Frost able to draw some shock insights from famous figures

By Sylvia Hui

Veteran British broadcaster David Frost, who died on Sunday aged 74, sat down with many big names over half a century. Here are some highlights.

Richard Nixon, 1977
Over almost 30 hours of interviews with Nixon, who resigned three years earlier in disgrace over the Watergate scandal, Frost pressed the ex-President to acknowledge and apologise for his wrongdoing in office. Frost managed to get the following remarkable responses.
Frost: "I think people need to hear it, and I think unless you say it, you're going to be haunted for the rest of your life."
Nixon: "I let down my friends. I let down the country. I let down our system of government and the dreams of all those young people that ought to get into government but will think it is all too corrupt and the rest ... And I have to carry that burden with me for the rest of my life."
Frost: "So what you are saying is that there are certain situations ... where the President can decide that it's in the best interest of the nation or something, and do something illegal?"
Nixon: "Well, when the President does it that means that it is not illegal."
Frost: "By definition?"
Nixon: "Exactly."

Muhammad Ali, 1974
Frost interviewed the legendary heavyweight boxer, then 32, inside a boxing ring, ahead of his landmark fight with George Foreman, when most people wrongly thought Ali would lose. But Ali was animated and brimming with confidence in the interview.
Ali: "I think it is befitting that I go out of boxing just like I came in, defeating a big, bad monster that nobody could destroy ... Listen, David, when I meet this man, if you think the world was surprised when Nixon resigned, wait till I whip Foreman's behind."
The boxer continued, partly talking directly to the camera: "Listen, George Foreman, people are afraid of George Foreman.
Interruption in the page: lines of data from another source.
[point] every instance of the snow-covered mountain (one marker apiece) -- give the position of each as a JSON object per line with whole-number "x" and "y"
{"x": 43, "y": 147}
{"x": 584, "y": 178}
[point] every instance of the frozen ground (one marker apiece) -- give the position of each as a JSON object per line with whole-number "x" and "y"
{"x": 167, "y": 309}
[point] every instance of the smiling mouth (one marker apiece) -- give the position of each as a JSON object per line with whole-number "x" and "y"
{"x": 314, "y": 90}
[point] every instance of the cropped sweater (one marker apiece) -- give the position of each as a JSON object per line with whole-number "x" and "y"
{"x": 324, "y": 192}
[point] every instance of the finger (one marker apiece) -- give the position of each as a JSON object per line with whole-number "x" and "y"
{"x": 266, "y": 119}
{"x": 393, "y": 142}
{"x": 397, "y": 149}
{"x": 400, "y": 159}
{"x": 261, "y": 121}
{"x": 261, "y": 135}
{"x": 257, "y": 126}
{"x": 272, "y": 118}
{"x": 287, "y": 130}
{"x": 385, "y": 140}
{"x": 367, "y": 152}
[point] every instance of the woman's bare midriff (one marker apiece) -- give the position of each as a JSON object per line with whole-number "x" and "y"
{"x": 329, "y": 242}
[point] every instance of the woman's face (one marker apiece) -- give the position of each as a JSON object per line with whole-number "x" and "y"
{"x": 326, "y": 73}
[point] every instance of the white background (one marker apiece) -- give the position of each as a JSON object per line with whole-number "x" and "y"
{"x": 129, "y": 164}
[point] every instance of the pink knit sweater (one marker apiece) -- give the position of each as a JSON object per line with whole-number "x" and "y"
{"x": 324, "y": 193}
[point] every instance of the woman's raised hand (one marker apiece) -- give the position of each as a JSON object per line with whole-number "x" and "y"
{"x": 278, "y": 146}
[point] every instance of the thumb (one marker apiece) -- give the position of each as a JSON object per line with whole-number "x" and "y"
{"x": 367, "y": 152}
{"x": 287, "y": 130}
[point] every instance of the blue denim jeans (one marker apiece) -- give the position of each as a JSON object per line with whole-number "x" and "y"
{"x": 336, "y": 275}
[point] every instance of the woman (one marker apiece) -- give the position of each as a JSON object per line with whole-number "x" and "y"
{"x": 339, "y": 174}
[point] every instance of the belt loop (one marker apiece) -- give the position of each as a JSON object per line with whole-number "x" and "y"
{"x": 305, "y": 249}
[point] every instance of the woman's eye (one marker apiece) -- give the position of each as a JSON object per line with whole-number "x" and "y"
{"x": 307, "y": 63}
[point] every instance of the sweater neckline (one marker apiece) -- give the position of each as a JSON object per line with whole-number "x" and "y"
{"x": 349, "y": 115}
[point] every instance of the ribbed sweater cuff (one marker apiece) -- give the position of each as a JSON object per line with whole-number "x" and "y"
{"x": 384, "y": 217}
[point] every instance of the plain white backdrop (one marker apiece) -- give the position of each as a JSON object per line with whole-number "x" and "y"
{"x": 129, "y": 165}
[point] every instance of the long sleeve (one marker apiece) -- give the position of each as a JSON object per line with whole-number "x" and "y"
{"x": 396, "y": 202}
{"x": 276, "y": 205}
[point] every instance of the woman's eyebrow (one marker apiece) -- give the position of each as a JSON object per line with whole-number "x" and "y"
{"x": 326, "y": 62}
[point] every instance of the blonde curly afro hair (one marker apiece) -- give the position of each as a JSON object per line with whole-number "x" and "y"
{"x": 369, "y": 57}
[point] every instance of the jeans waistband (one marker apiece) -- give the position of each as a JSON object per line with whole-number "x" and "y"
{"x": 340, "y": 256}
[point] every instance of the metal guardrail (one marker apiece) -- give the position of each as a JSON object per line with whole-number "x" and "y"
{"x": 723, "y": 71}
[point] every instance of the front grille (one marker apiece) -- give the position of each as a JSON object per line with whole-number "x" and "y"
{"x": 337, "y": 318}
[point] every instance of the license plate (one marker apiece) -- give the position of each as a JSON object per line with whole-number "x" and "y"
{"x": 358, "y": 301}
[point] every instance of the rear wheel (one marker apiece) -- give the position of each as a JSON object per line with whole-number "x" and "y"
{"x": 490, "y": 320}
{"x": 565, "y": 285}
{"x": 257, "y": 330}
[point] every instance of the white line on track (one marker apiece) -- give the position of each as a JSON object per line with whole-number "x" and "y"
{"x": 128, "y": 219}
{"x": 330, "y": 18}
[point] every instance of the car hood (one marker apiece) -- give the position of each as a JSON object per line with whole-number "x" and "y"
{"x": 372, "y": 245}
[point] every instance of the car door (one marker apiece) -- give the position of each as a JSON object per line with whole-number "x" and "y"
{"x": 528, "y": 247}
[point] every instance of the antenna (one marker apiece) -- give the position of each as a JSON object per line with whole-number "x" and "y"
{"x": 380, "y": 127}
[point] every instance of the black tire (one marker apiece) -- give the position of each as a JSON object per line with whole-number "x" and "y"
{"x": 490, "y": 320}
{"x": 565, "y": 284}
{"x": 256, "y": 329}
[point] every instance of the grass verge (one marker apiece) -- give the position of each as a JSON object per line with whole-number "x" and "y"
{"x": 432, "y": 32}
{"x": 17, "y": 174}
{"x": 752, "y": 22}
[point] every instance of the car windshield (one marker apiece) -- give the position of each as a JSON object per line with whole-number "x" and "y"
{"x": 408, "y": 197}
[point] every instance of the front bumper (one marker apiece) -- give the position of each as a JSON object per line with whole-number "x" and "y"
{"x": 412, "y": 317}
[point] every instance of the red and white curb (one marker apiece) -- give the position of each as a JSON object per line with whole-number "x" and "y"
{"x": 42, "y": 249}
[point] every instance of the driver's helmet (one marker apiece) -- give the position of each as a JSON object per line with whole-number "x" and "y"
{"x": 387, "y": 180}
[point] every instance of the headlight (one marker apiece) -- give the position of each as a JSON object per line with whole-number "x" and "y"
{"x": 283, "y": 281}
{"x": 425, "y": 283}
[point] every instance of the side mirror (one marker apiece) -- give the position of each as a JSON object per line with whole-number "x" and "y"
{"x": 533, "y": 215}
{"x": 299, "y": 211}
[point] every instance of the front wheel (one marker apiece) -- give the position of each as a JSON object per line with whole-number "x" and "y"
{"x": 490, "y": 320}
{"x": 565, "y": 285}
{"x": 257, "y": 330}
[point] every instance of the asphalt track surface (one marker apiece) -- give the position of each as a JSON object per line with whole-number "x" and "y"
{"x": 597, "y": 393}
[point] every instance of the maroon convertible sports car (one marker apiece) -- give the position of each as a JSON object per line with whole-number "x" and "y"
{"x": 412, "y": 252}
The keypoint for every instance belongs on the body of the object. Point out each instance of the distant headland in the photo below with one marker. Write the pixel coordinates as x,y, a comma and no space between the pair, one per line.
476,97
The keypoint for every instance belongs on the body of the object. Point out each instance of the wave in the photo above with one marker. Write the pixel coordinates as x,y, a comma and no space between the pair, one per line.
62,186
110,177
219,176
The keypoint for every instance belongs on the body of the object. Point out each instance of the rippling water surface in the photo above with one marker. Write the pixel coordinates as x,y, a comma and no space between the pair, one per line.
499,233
They talk about how hard he hits. The world has been deceived. You listen to me. You listen to me now, I never told you wrong. The man don't hit hard."

Margaret Thatcher, 1985
Frost grilled the former British Prime Minister about the sinking of the Argentine ship Belgrano by a British submarine that killed 323 sailors during the Falklands conflict. After being confronted with a barrage of questions, Thatcher finally said in frustration: "Do you think, Mr Frost, that I spend my days prowling round the pigeonholes of the Ministry of Defence to look at the chart of each and every ship? If you do, you must be bonkers."

Mikhail Gorbachev, 1993
Frost asked the former Soviet Union leader about communism, his legacy, and his views of Thatcher.
Gorbachev: "It was not too easy to begin with ... but I felt from the start I could deal with her. I regarded her as an outstanding woman and a major political force. I was far from sharing all her opinions. ... Many sharp words were exchanged. I could never agree to the way she felt about nuclear weapons. She was too attracted to nuclear weapons."
Frost: "Were you alike in character, do you think?"
Gorbachev after a pause and a shrug: "That's difficult to answer. I think it's up to you to try to answer that. But she was an interesting human being."

Tony Blair, 2002
Frost posed an unexpected question about the former British Prime Minister's relationship with ex-President George W. Bush.
Frost: "Do you pray together?"
Blair: "Pray together? How do you mean?"
Frost: "Do you say prayers together for peace, you and the President."
Blair: "Well we don't say prayers together, no, but I'm sure he in his way hopes for peace. I hope for peace too."

Bill Clinton
In an undated clip shown by the BBC yesterday, Frost asked the former US President about his relationship with Monica Lewinsky.
Frost: "Did you love her?"
Clinton: "No. I don't think that's what that was about. On either side. But I liked her very much."